The Full Truth
A Poem
Memories of rain, several days ago now.
Shifting beams of light across a forest.
Not an ocean of turbulent sentences, just the silent band of sand on the shore.
I retreat to the morning hillside, sad from conflict.
I seek a definitive. Get a thrumbling grouse song instead.
The constancy of the hover fly keeps time at my knee.
Watch the nodding grass stalks, make the movement of surrender with them.
Juncos chase each other through the warming rocks.
Deer bound out of the shadows beneath the arbutus trees, arbutus blossoms falling like rain on that young one’s new antlers.
They bound across the slope, old oak wood and grass cracking under their hooves.
I lay back in the dry leaves and think of slippery tangents.

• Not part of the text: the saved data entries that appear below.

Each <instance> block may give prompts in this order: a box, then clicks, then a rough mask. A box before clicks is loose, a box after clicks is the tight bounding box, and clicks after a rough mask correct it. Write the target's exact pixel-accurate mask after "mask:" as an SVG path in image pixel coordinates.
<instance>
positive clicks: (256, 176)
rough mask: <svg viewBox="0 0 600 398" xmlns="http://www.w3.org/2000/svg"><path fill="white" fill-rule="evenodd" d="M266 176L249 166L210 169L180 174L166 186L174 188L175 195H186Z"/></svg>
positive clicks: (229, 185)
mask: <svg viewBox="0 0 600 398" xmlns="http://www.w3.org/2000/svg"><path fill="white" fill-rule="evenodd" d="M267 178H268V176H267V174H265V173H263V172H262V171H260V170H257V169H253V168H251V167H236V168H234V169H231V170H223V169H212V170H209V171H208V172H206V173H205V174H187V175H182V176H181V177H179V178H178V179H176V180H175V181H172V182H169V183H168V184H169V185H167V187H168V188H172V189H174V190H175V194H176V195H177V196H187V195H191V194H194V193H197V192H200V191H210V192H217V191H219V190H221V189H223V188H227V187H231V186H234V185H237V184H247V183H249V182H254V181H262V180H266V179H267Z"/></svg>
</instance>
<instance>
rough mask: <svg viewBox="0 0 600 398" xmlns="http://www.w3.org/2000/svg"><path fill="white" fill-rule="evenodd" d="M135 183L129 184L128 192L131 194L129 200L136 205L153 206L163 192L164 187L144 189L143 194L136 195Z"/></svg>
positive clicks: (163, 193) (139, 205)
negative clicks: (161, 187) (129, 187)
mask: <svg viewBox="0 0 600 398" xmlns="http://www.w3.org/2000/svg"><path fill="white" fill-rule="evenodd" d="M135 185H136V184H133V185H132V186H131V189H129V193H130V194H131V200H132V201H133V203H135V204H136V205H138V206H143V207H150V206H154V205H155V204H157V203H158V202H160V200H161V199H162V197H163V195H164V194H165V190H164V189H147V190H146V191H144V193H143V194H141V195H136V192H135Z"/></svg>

At the bottom of my grasping is a fading triangle, The Platonic Triad.
It makes a strange bed and I am restless on it.
Epictetus slouches his winter cloak off. He is going to meet Rumi in that field.
I too shrug a weight off. Feel a lightness moving through my trellis of bones.
When I sit up, Jane is sitting with me, her mouth crunching buttered toast.
“Still you trust me,” she says, winking as she chews.
No one gets the full truth.
Only vibrating beetles, filling the glade with their strange song.